Recent increases in prices, combined with Covid-19 self-employment support and loans, are ‘artificially’ inflating many farm business cash flows, Omagh-based accountant Seamus McCaffrey has warned.

McCaffrey said: “I am also aware that farm businesses have the option of postponing the payment of second tranche of their 2019/2020 tax payment to the end of January next. Normally, this payment would have been paid at the end of the week just past.”

“But it’s important for farmers to think ahead and consider what might be coming down the track in the longer term.

In the first instance, the end of January next year will see those farm businesses who did opt to defer their second payment of this for 2020 having to pay that outstanding bill plus the first payment on account for the current financial year.

“In addition, loan payments required to be made in connection with the Covid-19 support arrangements, will kick in April 2021.

“As a consequence, many farm businesses could be coming under severe cash flow pressure during the early months of next year. And, of course, there is no way of predicting how commodity prices will be faring at that time.

As farmers are only too aware, the prices they receive for their produce can fluctuate widely on an almost monthly basis.

Pay your tax balance now if you can

Given this scenario, Seamus is advising farmers to pay the second tranche of their 2019/2020 tax now, if that can at all afford to do so.

He is also pointing out that the self-employment support payments on-offer from government represent taxable income.

He continued: “I would also advise farmers to have their accounts for 2019/2020 drawn up as a matter of priority.

“This will give then give them time to sit down with their accountants and discuss what tax mitigation options are available. These include tax averaging and pension opportunities.

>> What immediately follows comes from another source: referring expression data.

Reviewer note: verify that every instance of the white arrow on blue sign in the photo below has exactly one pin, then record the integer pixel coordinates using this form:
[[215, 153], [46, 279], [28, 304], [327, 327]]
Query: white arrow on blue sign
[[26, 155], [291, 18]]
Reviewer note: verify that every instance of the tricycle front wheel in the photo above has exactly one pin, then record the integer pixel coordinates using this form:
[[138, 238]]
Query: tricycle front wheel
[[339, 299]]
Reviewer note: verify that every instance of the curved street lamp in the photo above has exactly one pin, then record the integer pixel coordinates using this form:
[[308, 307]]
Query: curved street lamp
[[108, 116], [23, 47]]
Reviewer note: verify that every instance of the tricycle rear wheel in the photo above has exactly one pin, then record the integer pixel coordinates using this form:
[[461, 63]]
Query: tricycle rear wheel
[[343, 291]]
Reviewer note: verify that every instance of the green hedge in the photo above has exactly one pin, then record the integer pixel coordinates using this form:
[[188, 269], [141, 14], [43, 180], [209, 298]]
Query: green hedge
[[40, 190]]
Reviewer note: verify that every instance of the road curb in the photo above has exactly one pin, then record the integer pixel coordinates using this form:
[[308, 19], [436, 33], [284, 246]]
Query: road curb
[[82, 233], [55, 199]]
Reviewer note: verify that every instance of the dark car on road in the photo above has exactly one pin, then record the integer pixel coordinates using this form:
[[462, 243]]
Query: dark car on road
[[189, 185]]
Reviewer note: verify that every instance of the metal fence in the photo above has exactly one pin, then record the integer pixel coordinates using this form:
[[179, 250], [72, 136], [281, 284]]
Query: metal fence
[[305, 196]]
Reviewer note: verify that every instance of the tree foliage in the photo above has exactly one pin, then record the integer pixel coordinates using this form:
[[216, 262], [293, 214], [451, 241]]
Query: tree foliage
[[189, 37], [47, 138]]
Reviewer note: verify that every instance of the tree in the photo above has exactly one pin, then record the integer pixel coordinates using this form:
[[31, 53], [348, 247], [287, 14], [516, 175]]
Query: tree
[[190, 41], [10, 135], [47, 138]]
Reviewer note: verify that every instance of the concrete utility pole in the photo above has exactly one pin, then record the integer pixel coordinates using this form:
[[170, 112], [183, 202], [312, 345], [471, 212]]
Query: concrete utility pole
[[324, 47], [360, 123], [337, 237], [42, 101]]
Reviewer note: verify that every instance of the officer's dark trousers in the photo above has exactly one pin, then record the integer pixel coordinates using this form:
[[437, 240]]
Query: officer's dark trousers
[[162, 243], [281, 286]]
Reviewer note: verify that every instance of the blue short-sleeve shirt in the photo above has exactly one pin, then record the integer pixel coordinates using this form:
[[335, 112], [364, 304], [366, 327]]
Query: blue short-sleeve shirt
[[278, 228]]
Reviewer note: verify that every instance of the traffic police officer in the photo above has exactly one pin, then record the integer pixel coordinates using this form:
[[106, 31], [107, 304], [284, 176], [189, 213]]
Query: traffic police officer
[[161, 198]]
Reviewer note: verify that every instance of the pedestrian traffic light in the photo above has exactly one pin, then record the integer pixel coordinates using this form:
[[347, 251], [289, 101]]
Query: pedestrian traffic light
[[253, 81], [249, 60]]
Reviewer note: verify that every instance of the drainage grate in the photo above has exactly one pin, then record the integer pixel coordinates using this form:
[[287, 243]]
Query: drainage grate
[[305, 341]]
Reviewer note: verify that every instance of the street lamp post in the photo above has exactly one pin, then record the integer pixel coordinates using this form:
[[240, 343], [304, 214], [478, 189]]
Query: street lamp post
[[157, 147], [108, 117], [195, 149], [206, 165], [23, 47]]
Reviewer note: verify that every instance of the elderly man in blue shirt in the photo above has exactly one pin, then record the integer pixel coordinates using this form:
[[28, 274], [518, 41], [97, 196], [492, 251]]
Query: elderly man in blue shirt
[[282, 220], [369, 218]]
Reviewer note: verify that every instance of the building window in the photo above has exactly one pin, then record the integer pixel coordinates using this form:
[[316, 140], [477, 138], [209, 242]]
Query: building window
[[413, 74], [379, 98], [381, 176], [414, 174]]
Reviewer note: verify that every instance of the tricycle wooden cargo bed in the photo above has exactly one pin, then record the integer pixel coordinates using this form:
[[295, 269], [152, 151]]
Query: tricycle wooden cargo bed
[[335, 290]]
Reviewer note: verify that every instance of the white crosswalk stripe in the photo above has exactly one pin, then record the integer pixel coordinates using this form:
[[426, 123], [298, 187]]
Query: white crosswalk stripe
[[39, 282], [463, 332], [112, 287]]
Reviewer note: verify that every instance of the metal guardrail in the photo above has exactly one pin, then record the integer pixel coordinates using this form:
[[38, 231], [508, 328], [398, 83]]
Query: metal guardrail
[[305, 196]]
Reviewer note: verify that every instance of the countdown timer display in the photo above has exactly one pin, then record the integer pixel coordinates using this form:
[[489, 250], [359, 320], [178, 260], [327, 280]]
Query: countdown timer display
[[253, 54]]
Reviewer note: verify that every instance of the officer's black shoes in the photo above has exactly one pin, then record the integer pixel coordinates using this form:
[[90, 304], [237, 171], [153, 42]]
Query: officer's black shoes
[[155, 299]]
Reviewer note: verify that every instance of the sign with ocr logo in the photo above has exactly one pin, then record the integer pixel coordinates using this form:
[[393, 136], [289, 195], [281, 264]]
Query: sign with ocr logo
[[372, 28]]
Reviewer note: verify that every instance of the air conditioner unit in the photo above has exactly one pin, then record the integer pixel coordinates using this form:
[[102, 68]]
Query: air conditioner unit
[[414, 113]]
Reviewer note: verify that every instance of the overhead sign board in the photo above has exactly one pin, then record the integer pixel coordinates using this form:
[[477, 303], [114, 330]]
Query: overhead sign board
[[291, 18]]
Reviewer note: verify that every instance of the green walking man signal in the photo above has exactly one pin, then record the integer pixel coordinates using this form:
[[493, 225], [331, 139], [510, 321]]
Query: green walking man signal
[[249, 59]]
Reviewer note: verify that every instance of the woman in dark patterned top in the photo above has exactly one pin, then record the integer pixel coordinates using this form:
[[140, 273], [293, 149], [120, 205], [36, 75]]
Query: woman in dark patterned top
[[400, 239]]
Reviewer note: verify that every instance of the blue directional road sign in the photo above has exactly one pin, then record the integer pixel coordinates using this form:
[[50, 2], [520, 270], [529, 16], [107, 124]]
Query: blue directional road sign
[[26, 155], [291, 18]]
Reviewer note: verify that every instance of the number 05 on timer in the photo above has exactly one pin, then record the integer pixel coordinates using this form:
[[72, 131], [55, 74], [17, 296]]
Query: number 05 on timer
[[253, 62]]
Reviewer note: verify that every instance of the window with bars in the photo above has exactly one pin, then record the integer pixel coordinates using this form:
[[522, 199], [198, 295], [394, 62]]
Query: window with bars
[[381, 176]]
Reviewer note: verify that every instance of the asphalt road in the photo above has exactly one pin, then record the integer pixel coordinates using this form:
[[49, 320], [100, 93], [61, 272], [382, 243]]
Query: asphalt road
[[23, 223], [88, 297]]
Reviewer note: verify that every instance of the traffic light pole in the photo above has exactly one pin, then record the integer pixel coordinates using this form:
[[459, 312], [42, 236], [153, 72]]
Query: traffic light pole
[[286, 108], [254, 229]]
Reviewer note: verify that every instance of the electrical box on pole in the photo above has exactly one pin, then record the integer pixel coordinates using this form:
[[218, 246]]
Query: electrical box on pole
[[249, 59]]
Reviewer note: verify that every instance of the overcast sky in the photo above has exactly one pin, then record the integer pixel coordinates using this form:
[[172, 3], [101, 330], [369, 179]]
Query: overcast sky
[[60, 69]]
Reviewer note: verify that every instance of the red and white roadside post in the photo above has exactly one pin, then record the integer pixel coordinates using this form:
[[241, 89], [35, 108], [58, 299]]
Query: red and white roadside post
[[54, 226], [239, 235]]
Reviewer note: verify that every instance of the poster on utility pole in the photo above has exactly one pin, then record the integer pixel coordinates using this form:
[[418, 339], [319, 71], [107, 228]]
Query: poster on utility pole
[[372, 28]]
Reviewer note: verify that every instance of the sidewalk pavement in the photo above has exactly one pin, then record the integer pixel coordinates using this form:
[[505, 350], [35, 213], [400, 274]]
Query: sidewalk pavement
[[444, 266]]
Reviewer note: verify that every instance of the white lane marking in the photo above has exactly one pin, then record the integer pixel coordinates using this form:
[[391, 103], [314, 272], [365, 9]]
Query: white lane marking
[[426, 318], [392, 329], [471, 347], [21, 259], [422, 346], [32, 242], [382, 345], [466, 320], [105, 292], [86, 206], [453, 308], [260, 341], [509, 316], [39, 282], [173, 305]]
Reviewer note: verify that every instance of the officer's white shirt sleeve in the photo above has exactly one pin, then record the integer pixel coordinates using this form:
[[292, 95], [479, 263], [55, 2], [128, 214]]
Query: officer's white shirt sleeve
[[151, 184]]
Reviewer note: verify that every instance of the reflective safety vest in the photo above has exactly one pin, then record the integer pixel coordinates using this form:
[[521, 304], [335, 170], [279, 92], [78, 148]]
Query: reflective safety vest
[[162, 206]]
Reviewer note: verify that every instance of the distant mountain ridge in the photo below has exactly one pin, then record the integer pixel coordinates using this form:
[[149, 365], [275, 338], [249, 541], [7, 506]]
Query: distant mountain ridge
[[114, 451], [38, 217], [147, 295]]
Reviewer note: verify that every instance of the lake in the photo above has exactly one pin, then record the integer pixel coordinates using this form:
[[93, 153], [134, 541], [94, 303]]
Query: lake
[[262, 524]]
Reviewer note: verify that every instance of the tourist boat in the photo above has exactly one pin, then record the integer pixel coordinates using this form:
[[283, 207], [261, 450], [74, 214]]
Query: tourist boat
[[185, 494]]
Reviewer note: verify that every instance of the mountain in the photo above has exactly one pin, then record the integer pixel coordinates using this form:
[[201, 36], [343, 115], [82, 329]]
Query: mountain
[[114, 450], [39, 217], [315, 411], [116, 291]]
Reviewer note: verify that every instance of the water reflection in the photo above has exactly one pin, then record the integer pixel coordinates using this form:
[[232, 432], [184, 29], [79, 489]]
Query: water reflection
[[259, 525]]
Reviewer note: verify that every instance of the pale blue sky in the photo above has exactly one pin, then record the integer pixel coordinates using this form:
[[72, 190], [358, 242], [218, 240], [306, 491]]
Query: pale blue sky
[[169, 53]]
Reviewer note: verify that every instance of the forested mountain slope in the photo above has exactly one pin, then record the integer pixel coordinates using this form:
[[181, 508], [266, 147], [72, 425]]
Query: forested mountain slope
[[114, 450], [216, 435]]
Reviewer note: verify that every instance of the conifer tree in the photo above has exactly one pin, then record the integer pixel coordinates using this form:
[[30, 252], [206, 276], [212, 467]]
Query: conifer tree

For example, payments into a pension scheme constitute a legitimate business expense and can help take a business out of the 40% tax bracket.

“For other farmers, it will be a case of assessing their eligibility for tax credits. These are determined on the total taxable income of the farmer and spouse.”

Seamus added: “Farmers with a son or daughter employed on the farm completing a third-level educational course in agriculture-related subject can pay the student a training allowance of up to £15,400/year. This payment is an allowable expense to the farm business.”